By Leika Kihara
TOKYO (Reuters) – The Bank of Japan is set to keep ultra-low interest rates on Friday and remind markets it will remain a dovish outlier among a wave of central banks tightening monetary policy, as global recession fears dampen prospects for a solid economic recovery.
Any such decision could drive the yen to fresh 32-year lows by drawing market attention to the widening divergence with U.S. and European central banks, which are eyeing further rate hikes.
In fresh quarterly projections, the BOJ will slightly revise up its price forecasts but still project inflation to slide back below its 2% target next fiscal year as commodity and fuel price rises peak, sources told Reuters.
The nine-member board is likely to cut its growth forecasts for this year and next, the sources said, as the fallout from global monetary tightening and China’s sharp slowdown weigh on Japan’s export-reliant economy.
The revised projections are likely to reinforce market expectations the BOJ will stay the course in underpinning a fragile recovery with ultra-low interest rates, analysts say.
“Fundamentally the BOJ won’t change course anytime soon,” due to the need to stimulate demand, said Hiroyuki Ueno, senior economist at SuMi Trust in Tokyo.
“With a recession on the cards in Europe and the U.S., export-oriented Japanese companies are prepared for a fall in corporate earnings,” he said.
At the two-day meeting ending on Friday, the BOJ is widely expected to maintain its -0.1% target for short-term interest rates and a pledge to guide the 10-year bond yield around 0%.
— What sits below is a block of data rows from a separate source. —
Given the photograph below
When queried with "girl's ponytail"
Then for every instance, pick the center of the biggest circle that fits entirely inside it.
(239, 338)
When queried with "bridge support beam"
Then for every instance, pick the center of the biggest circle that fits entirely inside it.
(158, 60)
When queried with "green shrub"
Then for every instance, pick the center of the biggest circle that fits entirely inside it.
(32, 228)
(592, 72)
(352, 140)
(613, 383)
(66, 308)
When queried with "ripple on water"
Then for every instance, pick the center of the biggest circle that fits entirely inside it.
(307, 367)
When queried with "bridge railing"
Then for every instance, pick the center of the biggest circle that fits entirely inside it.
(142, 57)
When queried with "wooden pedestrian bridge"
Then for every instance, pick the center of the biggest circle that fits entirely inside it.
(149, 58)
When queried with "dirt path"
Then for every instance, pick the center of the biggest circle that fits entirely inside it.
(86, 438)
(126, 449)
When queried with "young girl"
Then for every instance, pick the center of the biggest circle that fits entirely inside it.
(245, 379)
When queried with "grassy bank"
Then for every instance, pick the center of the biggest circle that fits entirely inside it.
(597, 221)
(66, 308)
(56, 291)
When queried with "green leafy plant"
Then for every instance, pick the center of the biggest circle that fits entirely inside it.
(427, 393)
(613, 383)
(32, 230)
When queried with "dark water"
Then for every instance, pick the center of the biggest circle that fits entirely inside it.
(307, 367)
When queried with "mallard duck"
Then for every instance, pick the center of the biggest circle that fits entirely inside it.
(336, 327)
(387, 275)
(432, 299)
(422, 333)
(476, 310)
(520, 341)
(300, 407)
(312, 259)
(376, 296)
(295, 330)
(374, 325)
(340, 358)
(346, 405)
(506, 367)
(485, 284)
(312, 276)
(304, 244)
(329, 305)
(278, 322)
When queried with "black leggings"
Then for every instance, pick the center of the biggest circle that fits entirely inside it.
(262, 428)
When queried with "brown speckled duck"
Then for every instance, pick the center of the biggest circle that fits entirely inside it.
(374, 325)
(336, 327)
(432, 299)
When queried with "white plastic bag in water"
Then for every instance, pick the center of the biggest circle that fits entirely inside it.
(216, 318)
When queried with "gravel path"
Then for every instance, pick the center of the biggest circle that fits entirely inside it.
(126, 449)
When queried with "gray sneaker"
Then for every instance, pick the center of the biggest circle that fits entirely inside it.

Investor attention will be focused on Governor Haruhiko Kuroda’s post-meeting briefing for clues on the timing of an eventual exit from the ultra-loose policy.
In July, the BOJ forecast core consumer inflation to hit 2.3% in fiscal year ending March 2023 before slowing to 1.4% the following year. It projects the economy to expand 2.4% in the current fiscal year and rise 2.0% in the next.
While far more modest than other major economies, Japan’s core consumer inflation hit an eight-year high of 3% in September, exceeding the BOJ’s 2% target for six straight months.
Kuroda has stressed the need to maintain ultra-loose policy on the view the recent cost-push inflation will prove temporary.
The BOJ’s ultra-easy policy has helped trigger sharp yen declines that inflate the cost of importing already expensive fuel and raw material, prompting the government to intervene in the market to prop up the currency.